結果的にみーちゃんはスーパーメディア社からスタジオカナブンへ転職*4し、自分の目標に向かって改めて歩み始めることになります。カナブンはスーパーメディア社と比べて規模も小さく、(比較すれば恐らくは)経営が安定しているとも言えないでしょう。しかし、みーちゃんは心を決めて(きちんと自分の仕事も片付けてから)、大きな一歩を踏み出したのです。
そうして新天地で仕事に取り掛かるなか、みーちゃんはカナブンの中垣内社長から、製作中のジープのタイヤを褒められます*5。このとき、みーちゃんは苦笑いをしながら「前の会社でずっとタイヤをやってたんです…」と応答。そこに誇らしさはありません。どこか言いづらいことであるかのように、半ば困った顔をして言うのです。そんなみーちゃんに対して、中垣内社長が返したのは「じゃあ得意分野だ!」という純粋な賞賛の言葉でした。
「考えたこともなかった」とでも言うかのように、みーちゃんは驚きの表情を見せます。しかし、クリエイターとしては先輩であるところの中垣内社長からそう言われるということは、このときの(少なくともタイヤに関する)技術力は、一定以上のレベルに達していたということです。それはスーパーメディア社時代にも周囲から認められていた点ではありますが、別会社の、その意味では身内ではない第三者から見てもそうであるということで、無駄に思える日々でもしっかりと積み上がるものがあった、言い換えれば、自身がそれだけのものを積み上げてきたことの証左であるわけです。それを得意分野と言わずして何なのか。
この後、久しぶりに集まった主人公グループの会合の中で、声優を目指す坂木しずか(ずかちゃん)の下積み仕事の話を引き取り、みーちゃんは「無駄な仕事なんてない」ことを実感を込めて語ります。
きっと今日の仕事も役に立ちますよ!
わたし今の会社でジープのモーションやってて。タイヤ褒められました!
だから無駄なことはないんだなって思って。
「だから」以降をみーちゃんは伏し目がちで言います。このときの彼女の表情を私は今も取りあぐねています。というのも、「自分が望んで上手くなったわけではない事柄を他社から”得意分野”と評される」のは、私の個人的な経験上、少し複雑な気持ちになると思われるからです。

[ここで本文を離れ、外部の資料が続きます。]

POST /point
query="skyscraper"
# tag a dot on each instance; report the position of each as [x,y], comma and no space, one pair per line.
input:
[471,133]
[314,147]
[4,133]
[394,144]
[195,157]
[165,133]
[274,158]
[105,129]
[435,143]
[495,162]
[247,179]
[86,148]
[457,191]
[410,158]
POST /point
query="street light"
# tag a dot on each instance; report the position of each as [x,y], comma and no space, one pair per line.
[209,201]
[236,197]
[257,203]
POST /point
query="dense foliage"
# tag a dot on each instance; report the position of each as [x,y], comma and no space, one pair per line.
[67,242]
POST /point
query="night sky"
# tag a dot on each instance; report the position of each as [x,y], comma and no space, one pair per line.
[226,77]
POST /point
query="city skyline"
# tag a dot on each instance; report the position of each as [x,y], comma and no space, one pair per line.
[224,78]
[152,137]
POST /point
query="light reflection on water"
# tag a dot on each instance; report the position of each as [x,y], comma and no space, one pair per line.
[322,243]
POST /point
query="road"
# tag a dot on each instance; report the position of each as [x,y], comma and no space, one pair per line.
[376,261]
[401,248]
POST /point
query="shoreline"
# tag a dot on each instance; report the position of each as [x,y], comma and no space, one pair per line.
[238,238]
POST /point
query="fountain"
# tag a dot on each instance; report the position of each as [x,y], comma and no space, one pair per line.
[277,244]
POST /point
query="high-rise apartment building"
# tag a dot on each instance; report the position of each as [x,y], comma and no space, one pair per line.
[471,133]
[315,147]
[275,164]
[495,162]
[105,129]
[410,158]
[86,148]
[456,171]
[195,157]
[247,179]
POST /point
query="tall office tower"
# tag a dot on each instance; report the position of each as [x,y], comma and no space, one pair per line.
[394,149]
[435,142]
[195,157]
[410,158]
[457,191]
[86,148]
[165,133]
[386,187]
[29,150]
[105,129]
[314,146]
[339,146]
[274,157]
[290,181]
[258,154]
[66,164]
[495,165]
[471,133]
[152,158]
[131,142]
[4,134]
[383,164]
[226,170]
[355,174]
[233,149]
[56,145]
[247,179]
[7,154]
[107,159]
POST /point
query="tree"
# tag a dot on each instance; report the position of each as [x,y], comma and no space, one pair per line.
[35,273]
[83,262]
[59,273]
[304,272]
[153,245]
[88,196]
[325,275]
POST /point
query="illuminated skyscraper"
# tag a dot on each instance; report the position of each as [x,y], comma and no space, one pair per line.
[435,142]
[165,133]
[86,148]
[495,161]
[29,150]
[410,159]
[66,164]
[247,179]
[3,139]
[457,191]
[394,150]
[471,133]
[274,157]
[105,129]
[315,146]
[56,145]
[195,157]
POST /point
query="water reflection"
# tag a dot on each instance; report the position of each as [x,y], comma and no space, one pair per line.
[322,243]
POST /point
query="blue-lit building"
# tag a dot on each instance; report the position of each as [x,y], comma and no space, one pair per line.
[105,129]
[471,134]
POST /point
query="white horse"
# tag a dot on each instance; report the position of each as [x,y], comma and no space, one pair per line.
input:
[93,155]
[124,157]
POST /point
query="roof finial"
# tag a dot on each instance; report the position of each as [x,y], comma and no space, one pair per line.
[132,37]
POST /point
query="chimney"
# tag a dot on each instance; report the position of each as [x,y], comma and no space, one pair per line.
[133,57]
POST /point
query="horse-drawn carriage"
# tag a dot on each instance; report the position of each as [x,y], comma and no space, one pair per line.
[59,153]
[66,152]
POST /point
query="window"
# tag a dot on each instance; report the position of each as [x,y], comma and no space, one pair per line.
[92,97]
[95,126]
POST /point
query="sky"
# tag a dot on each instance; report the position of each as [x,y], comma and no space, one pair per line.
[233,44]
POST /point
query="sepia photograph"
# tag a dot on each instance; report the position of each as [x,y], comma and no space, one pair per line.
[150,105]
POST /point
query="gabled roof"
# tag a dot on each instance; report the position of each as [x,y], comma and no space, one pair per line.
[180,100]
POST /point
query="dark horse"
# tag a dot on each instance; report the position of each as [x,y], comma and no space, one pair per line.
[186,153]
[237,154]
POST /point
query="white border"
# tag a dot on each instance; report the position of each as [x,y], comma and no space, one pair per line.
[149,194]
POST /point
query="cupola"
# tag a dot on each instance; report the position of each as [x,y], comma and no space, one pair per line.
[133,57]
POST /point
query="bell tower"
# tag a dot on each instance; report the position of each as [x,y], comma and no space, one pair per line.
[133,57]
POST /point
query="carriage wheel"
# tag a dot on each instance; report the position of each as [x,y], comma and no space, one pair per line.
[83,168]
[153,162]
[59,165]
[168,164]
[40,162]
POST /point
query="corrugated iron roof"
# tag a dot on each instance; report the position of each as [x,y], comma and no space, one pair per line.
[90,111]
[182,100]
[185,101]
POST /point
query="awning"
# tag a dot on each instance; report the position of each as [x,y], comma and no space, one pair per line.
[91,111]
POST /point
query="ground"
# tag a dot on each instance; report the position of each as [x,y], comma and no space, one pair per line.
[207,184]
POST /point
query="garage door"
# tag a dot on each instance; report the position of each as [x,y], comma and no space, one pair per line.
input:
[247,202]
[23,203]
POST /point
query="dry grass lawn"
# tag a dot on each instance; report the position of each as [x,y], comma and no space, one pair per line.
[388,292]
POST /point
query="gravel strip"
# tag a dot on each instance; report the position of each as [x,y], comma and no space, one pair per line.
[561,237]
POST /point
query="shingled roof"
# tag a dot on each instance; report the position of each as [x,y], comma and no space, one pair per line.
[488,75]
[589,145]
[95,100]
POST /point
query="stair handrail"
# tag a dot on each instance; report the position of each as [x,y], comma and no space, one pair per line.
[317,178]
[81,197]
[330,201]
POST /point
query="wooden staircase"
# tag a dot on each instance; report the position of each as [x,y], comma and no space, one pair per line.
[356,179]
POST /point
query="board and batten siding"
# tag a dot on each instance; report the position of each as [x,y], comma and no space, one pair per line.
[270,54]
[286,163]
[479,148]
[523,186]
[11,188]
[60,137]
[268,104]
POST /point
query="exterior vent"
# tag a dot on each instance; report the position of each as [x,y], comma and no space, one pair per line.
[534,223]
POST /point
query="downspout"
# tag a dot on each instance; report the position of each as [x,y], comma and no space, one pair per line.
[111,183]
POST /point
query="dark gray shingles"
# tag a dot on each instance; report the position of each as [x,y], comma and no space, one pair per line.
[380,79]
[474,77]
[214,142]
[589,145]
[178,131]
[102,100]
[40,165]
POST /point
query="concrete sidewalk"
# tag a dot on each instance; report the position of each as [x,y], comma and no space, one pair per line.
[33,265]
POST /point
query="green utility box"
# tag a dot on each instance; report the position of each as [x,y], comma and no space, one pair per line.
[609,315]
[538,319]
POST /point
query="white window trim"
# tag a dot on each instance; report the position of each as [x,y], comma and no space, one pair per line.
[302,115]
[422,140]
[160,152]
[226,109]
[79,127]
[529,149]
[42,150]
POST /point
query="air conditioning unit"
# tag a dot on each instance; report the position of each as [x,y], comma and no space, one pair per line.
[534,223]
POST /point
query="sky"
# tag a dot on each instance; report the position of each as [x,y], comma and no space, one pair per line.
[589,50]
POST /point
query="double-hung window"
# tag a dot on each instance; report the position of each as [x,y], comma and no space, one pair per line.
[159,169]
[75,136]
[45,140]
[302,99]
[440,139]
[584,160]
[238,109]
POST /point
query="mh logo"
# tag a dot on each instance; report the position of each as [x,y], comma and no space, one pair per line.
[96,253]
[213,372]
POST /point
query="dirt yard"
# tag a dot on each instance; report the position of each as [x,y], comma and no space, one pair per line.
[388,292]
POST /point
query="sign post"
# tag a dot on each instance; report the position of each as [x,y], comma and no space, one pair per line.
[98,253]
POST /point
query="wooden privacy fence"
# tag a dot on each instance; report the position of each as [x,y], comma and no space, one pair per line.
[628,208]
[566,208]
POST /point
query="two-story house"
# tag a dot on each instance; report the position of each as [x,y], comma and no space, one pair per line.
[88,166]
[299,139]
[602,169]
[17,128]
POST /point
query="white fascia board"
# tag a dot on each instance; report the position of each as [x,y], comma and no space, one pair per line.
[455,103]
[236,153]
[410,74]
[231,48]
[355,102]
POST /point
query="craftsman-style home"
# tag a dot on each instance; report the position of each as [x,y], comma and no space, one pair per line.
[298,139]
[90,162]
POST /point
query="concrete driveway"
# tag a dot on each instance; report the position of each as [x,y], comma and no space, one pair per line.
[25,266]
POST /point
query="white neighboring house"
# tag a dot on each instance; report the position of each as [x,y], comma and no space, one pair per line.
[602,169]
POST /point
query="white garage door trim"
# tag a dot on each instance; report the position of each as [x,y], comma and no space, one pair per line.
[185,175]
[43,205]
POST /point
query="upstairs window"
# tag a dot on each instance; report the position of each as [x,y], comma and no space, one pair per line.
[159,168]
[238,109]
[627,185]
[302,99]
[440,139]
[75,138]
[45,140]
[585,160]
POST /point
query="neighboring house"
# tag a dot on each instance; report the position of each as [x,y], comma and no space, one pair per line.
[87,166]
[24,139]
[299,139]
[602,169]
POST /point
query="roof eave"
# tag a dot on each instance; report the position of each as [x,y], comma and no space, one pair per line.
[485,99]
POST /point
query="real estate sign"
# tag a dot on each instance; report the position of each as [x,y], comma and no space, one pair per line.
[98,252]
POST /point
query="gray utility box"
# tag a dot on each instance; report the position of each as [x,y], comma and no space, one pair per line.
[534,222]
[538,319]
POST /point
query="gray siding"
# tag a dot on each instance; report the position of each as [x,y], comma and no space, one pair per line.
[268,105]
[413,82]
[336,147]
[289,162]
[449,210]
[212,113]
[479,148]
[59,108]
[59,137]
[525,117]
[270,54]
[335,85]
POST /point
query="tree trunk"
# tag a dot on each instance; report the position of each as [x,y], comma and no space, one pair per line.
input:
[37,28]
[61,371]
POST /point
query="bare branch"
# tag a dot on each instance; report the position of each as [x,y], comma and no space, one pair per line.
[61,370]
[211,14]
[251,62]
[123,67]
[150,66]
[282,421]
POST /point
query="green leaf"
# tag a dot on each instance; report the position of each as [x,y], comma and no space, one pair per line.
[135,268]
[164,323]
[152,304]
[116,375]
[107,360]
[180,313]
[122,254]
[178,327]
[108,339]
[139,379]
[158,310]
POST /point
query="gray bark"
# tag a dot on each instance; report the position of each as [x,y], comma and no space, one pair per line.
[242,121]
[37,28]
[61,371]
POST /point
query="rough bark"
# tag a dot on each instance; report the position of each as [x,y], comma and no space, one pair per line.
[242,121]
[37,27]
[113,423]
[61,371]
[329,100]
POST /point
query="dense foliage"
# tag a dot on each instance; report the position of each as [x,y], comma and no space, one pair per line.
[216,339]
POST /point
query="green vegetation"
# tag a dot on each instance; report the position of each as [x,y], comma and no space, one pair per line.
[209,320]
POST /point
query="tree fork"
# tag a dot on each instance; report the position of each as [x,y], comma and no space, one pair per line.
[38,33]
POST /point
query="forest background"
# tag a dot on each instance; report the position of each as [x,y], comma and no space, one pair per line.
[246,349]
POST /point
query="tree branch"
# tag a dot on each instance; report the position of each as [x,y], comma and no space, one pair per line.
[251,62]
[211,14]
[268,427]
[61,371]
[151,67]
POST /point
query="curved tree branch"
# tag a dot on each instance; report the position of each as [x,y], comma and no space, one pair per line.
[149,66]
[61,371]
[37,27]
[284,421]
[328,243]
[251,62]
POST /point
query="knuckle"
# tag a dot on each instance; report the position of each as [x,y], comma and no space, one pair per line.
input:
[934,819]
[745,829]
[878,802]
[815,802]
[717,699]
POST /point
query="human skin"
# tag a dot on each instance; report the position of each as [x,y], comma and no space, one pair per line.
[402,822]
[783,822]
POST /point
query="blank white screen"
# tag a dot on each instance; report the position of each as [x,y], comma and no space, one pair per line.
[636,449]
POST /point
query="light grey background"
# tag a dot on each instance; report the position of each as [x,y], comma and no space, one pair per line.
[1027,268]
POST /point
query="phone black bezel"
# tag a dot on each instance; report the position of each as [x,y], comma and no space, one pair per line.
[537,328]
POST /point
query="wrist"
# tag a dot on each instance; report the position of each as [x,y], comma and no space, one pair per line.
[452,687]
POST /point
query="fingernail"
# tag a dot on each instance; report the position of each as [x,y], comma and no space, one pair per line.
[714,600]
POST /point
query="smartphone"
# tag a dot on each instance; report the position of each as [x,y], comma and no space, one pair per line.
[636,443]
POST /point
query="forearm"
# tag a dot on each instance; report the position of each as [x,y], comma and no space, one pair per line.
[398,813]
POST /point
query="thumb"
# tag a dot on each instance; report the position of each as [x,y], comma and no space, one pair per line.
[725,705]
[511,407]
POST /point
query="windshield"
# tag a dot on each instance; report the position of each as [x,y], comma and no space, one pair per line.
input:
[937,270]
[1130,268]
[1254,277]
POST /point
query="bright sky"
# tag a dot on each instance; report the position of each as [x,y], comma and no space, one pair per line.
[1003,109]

ともあれ、スーパーメディア社での経験が、彼女の中でそのように総括されたことに変わりはありません。「どんな経験が役に立つか分かんないもんね!」とずかちゃんが元気に続けるのも相まって、私は「そういうもんであるならとりあえず仕事続けるか(どうせ明確な目標もないのだし)」と1人納得し、数年経った今となって、ようやくみーちゃんの言葉を実感しているところです。振り返ってみて、その選択で全く間違っていなかったと思うところ、SHIROBAKOは危うく崖から落ちかけた私を助けてくれたと言っても過言ではありません。
今でも定期的に友人と見直し会を行うのですが、その時々において仕事に対するさまざまな示唆を得られているように思います*6。ついつい語りたくなるポイントもたくさん。「熱意のない者」が存在することすら許されない世界観*7に、一種の残酷さを感じることもありつつ、しかしそれもまた魅力の一つ。劇場版もまた、多くの人に長く愛される作品になるよう祈りながら、また明日から生きていこうと思います。無事完成披露されることを心から願っております。